Hopefully, this will become a bit clearer with some examples. But
first, let's take a moment to identify the distinction between a "variable"
and a "constant!"
- Variables vs. Constants
- A variable can also be thought of as something
whose value (quantitative or qualitative) can be different
for each research subject.
- A constant, on the other hand, always has the
SAME value (quantitative or qualitative) for each research
As an example, let's look at the following:
Do you see why, in the above, "Gender" (of students enrolled
in EDR 610, Intro to Research, course by modem, SS I) is a 'variable?'
It can 'vary' (albeit not very much ... only two possible
'values', but still .... !) from student to student: male or
P.S. Can't resist a tie-in, statistics fans! Do you also see
how the variable of "gender" is nominally scaled
The numbers assigned to code in a student's gender are
strictly arbitrary and just labels! These numeric
codes "wouldn't mean anything as numbers!" Doesn't matter
if you decide to assign:
'1' for male and '2' for female; or
' 576' for male and '384' for female!
In contrast, our particular course sequence number in
EDR 610, SS I, Intro to Research is a constant! That's
because it stays exactly the same for each and every student
(research subject; research unit)! Again, don't ask me what
it is ... I'm just making this up ... let's say "31849"!
To sum up:
- A "variable" is something whose value can
vary from subject to subject;
- A "constant" is the same for each and every subject
(e.g., its value doesn't vary; it 'stays' constant)!
Side note: which of the two do you suppose are "more
interesting" as the "stuff of research questions/problem
Hope you said "variables!"
Since a constant is exactly the same for everybody, it doesn't
really spark our curiosity or tell us much, once we find out
what it is!
But variables are the things we try to understand: e.g., WHY
does reading comprehension vary so much for these first graders?
WHAT accounts for that variability? If I grouped them according
to "High," "Moderate," and "Low" support from parents for reading
in the home, let's say, would THAT help 'explain' it? WHAT can
I do to increase reading comprehension -- maybe try out a special
teaching method?! And so on and so forth!!!

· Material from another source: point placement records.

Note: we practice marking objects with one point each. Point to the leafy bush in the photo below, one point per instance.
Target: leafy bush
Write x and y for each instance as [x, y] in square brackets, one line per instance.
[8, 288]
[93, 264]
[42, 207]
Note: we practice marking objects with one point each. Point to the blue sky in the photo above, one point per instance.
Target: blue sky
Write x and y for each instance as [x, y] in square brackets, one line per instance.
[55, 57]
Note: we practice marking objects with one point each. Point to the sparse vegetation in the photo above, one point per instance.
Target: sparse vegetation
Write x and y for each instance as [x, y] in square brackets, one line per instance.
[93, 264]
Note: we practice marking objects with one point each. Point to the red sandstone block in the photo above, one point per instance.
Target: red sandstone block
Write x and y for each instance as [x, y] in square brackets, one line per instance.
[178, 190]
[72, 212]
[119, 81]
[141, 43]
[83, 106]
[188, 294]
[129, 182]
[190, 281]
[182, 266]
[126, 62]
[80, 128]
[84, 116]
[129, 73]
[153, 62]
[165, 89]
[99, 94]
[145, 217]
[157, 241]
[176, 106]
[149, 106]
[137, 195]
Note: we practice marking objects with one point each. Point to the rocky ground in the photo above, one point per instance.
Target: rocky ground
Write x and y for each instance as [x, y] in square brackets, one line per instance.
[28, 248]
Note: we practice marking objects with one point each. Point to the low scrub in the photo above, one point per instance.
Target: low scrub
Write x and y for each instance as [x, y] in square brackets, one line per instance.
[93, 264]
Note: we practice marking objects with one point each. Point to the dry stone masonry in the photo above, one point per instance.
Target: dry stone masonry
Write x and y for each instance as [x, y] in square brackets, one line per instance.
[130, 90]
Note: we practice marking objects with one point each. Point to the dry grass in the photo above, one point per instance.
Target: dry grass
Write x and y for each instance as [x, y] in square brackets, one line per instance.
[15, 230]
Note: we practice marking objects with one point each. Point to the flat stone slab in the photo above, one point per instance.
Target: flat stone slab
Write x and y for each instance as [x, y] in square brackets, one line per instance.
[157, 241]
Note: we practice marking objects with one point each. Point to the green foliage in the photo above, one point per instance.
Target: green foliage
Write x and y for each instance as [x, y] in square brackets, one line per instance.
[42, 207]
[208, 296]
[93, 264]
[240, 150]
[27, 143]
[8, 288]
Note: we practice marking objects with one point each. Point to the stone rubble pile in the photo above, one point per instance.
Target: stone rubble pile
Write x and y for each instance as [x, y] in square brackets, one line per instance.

Therefore: it is variables that we will be focusing our main
attention on in research questions/problem statements -- and
collecting data (information) on them -- and looking at how
they 'vary' to answer our research questions!
Now, let's look at some additional ways to look at variables
- Variables Can Be Defined or Measured in More than One Way
How you choose to EXACTLY measure or define variables is
something called "operationally defining your variables." This
will depend on 'what it is you want to know, exactly, about this variable,'
which in turn comes from how you are using it in your problem statement
or research question.
We'll talk more about "operational definitions" two packets from
For now, though, let me give you just one example.
Suppose you have the variable of "kind of school."
Admittedly, this is broad in nature and could, conceivably, be defined
or measured many ways!
For one thing, you could have:
You'd want to define it this way if you think, say, that the region
might 'make a difference' on something you're studying.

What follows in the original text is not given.